Towards the end of the year, it becomes sport to wonder who Time's Person of the Year will be. It's sort of like wondering who will be on the cover of Sports Illustrated or who People's Sexiest Man Alive is (both are also Time Inc. publications, as it were). Time tried to get its readers excited, asking them to vote online for who they thought should be the Person of the Year, with choices being George W. Bush, Condoleezza Rice, Kim Jong Il, Al Gore, Mahmoud Ahmadinejad, Hugo Chavez, Nancy Pelosi, and The YouTube Guys. Well, if you bothered to vote, you never had a chance - Time decided to make "You" the Person of the Year.
And by "You," Time means anyone with some sort of connection to the Internet. From its introductory article:
...[L]ook at 2006 through a different lens and you'll see another story, one that isn't about conflict or great men. It's a story about community and collaboration on a scale never seen before. It's about the cosmic compendium of knowledge Wikipedia and the million-channel people's network YouTube and the online metropolis MySpace. It's about the many wresting power from the few and helping one another for nothing and how that will not only change the world, but also change the way the world changes...
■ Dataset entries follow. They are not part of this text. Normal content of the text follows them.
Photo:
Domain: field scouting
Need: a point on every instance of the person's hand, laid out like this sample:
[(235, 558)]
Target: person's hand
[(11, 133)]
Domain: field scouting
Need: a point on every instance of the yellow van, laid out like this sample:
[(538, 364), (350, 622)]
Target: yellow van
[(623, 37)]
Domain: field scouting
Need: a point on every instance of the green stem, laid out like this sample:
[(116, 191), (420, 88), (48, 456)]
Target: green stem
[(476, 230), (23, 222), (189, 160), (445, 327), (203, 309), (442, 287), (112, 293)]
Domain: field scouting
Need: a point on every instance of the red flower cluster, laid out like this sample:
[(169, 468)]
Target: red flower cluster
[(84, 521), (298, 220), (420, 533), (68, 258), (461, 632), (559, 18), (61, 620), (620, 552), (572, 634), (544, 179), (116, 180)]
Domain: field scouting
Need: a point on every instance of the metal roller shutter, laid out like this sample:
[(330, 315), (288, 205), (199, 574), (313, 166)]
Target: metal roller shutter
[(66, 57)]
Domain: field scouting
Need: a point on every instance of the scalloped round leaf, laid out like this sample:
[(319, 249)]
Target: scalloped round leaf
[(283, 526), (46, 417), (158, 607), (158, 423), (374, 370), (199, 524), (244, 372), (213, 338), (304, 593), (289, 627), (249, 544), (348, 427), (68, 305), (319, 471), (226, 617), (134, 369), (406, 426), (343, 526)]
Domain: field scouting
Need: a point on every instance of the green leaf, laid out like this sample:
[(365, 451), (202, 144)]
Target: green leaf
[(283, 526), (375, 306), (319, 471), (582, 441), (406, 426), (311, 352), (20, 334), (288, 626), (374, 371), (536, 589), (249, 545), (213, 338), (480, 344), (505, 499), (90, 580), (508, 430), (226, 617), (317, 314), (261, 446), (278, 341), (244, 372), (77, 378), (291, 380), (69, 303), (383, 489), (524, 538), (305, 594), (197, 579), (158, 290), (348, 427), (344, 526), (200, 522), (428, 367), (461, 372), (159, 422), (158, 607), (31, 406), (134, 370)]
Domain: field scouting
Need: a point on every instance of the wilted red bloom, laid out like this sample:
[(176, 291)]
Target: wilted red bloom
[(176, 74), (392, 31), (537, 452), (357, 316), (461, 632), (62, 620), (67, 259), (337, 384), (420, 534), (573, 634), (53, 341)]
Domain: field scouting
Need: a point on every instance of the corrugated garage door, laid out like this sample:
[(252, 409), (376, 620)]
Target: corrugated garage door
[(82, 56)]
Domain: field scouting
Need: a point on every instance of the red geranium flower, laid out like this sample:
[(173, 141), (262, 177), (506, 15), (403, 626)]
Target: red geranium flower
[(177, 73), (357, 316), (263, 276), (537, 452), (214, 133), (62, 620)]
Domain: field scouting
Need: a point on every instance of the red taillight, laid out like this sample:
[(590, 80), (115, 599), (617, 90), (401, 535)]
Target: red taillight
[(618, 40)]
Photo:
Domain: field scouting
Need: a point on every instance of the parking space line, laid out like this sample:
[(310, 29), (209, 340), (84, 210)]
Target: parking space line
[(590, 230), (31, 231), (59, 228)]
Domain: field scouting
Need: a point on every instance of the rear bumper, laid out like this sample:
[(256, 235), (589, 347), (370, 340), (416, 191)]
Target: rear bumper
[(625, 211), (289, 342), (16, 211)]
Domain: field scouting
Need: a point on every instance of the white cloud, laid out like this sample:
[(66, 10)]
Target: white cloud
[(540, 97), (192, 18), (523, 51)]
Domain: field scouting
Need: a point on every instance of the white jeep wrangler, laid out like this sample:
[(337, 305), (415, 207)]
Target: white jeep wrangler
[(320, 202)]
...And we are so ready for it. We're ready to balance our diet of predigested news with raw feeds from Baghdad and Boston and Beijing. You can learn more about how Americans live just by looking at the backgrounds of YouTube videos—those rumpled bedrooms and toy-strewn basement rec rooms—than you could from 1,000 hours of network television.
And we didn't just watch, we also worked. Like crazy. We made Facebook profiles and Second Life avatars and reviewed books at Amazon and recorded podcasts. We blogged about our candidates losing and wrote songs about getting dumped. We camcordered bombing runs and built open-source software.
Wa wa wee wa, that's boring. Because it's not like Web 2.0 ever fails to navel gaze! Sure, Web 2.0 probably hit some sort of critical mass this year, but this observation still seems late. And by lumping everyone and everything together, it seems trivialize some Web 2.0 types who have been at the forefront - and other "Persons of the Year" - while overemphasizing the importance of others. We don't know, on the other hand, it does give us the chance to accept a hearty clap on the back for wasting precious time tagging photographs with "cats in clothes."
Maybe Time got a memo from the State Department requesting that Ahmadinejad not get the cover (he's the runner-up). But more likely Time wanted some buzz and to appeal to marketers. That plus put a mirror on the cover.
What do you think of Time's selection? Here's a list of previous Person/Machine/Planet of Year's. And Dan Dickinson noticed a flaw with Time Person of the Year sponsor Chrysler's online advertising; Dan also writes, "I look forward to the Person Of The Year 2007 being 'Everybody', followed by 'Humanity' in 2008, and as a complete twist, 'Those Guys' in 2009."